First, ensure an investor-friendly business environment through sensible laws and regulatory oversight. Second, develop effective investor outreach programmes involving both the private sector and official investment promotion agencies. Competition is intense, so MIGA’s technical assistance and guarantee programmes are specifically designed to assist client countries in proactively competing for FDI.

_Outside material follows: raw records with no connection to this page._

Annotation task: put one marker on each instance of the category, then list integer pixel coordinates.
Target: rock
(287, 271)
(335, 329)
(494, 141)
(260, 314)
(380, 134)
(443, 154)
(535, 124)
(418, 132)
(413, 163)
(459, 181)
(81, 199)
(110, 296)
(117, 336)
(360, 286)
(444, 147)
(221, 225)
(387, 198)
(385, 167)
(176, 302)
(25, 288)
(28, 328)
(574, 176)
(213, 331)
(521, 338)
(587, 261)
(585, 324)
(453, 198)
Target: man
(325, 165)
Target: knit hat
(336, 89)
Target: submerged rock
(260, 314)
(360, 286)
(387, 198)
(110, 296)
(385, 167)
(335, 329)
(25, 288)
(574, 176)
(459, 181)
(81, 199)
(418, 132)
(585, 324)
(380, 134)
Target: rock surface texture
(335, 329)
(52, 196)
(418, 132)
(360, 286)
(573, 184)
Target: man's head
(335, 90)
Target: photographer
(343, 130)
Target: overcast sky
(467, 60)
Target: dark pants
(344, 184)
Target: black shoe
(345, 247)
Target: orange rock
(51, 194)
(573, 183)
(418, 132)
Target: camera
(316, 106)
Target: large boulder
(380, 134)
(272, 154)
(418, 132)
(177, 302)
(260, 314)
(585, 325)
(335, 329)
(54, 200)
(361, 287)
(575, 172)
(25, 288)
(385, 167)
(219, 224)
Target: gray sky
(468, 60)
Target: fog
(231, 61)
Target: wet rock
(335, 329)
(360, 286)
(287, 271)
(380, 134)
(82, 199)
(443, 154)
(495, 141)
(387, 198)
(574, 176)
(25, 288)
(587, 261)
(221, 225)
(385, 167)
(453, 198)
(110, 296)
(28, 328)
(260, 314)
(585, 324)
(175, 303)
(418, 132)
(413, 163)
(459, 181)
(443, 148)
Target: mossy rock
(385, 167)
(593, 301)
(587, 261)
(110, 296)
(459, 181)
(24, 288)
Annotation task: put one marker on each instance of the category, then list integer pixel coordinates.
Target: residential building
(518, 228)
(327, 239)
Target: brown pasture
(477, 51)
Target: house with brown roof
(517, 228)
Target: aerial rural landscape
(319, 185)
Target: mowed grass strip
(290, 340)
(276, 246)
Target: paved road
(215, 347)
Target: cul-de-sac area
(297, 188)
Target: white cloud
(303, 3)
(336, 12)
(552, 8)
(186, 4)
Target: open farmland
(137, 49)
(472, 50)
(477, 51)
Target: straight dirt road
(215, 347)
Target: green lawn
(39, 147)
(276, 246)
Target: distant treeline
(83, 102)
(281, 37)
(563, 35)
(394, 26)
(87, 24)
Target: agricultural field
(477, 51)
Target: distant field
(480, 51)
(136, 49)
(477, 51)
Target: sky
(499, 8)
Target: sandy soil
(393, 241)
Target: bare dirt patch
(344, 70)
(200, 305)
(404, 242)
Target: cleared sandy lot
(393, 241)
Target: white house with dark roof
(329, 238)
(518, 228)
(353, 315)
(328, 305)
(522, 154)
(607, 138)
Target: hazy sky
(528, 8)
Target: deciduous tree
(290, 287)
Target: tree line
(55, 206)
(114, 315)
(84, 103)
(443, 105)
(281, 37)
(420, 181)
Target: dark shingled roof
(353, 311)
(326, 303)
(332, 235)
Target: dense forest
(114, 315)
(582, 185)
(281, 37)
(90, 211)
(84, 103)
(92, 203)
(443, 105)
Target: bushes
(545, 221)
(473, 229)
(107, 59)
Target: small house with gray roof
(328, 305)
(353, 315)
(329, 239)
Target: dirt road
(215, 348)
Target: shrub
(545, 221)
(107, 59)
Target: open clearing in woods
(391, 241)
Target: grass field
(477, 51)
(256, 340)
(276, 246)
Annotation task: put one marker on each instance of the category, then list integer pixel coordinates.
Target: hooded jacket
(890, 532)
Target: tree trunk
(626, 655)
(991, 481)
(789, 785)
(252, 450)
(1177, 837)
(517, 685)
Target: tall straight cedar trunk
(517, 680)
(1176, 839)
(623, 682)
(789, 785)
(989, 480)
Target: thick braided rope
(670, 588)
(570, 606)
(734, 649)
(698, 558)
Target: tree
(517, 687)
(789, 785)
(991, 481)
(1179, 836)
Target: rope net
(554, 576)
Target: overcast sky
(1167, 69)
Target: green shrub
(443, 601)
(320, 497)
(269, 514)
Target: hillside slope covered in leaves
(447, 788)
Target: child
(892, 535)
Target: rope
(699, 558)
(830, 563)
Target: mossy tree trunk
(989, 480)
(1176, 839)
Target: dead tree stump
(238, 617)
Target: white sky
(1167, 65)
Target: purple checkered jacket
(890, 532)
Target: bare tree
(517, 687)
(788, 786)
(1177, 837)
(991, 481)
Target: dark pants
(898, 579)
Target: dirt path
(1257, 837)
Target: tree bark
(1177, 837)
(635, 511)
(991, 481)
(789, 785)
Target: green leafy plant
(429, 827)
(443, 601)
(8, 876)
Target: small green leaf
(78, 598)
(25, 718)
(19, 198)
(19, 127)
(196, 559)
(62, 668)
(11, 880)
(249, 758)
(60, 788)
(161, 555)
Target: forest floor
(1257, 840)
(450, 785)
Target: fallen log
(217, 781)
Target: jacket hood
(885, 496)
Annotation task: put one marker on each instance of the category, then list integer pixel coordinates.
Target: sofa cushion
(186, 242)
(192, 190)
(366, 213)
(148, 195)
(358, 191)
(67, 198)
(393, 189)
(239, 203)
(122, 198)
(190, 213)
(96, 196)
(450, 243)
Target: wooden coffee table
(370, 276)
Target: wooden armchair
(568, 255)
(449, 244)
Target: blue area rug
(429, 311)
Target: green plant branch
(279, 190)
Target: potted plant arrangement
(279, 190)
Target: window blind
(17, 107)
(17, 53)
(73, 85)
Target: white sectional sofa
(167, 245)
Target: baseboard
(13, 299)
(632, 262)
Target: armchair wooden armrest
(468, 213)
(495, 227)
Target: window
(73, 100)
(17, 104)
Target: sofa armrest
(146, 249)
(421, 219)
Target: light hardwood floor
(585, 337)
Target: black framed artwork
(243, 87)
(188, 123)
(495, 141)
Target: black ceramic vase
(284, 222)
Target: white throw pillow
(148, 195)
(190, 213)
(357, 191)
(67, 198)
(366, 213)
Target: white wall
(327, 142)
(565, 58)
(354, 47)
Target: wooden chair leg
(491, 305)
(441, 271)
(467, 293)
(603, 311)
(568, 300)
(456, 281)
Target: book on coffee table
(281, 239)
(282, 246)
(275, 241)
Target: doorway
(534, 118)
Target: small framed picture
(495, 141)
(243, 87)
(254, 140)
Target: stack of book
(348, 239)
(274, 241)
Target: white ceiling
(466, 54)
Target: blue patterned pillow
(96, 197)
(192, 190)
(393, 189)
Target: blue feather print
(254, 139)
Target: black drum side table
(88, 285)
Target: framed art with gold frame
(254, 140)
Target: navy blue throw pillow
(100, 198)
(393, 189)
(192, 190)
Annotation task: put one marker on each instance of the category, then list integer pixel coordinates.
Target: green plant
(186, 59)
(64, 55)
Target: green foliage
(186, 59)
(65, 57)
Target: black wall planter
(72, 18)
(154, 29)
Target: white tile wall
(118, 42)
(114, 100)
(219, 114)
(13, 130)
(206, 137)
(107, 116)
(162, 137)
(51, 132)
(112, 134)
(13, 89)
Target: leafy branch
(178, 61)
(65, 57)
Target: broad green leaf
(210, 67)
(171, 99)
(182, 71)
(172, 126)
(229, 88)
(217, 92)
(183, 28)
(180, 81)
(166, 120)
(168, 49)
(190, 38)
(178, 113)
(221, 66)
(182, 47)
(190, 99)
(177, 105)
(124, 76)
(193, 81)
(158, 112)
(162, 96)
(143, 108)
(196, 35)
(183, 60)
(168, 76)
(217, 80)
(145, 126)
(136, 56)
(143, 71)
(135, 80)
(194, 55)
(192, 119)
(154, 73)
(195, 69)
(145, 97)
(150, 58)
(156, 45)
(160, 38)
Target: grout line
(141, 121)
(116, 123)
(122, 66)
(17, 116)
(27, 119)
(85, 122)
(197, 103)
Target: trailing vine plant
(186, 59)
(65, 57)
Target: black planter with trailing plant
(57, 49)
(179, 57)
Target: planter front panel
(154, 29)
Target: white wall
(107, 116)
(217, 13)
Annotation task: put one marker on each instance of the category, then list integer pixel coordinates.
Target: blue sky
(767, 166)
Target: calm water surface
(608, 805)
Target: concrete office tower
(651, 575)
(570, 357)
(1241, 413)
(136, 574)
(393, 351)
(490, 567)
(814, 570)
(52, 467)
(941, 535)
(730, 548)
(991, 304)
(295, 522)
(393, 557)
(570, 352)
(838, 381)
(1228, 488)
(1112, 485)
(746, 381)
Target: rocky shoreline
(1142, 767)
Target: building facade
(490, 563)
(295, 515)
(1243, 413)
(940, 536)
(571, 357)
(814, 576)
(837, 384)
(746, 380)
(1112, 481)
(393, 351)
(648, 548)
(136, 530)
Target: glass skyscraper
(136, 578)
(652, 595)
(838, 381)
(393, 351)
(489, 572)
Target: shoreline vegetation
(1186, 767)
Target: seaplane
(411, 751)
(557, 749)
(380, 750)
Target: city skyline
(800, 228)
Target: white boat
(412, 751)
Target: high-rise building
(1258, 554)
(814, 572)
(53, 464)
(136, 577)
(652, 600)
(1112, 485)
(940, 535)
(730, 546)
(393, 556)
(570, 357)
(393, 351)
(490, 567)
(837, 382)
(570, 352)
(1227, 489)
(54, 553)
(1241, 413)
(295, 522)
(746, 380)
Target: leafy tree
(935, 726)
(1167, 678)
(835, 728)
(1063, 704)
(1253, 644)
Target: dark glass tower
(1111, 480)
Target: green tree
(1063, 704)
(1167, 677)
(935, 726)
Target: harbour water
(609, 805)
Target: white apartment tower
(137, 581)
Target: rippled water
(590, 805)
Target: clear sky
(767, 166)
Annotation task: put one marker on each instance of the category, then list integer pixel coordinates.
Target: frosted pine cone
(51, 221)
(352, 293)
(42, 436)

Roel Spee, director, PriceWaterhouse Consulting-PLI (pictured left) and Henry Loewendahl, manager, PriceWaterhouse Consulting-PLI

The situation is different for emerging and developed countries and regions. In emerging markets, the opportunity to attract FDI is still high, but the underlying operating conditions have to be favourable. For example, East European countries are on the map for major FDI projects, but in many countries the environment is still not pro-business enough to win these projects. In developed markets, focusing on niche strengths aligned to opportunities in the market is vital. Locations should have an in-depth knowledge of their technological and cluster-related activities and market these to carefully targeted firms.

R&D links between companies and universities/research institutes should be promoted and there are opportunities for cross-border cooperation in areas like alliances. Additionally, in tough times it is vital to ensure that your established industries feel happy with the business environment and continue to consider the area a good location for future investment.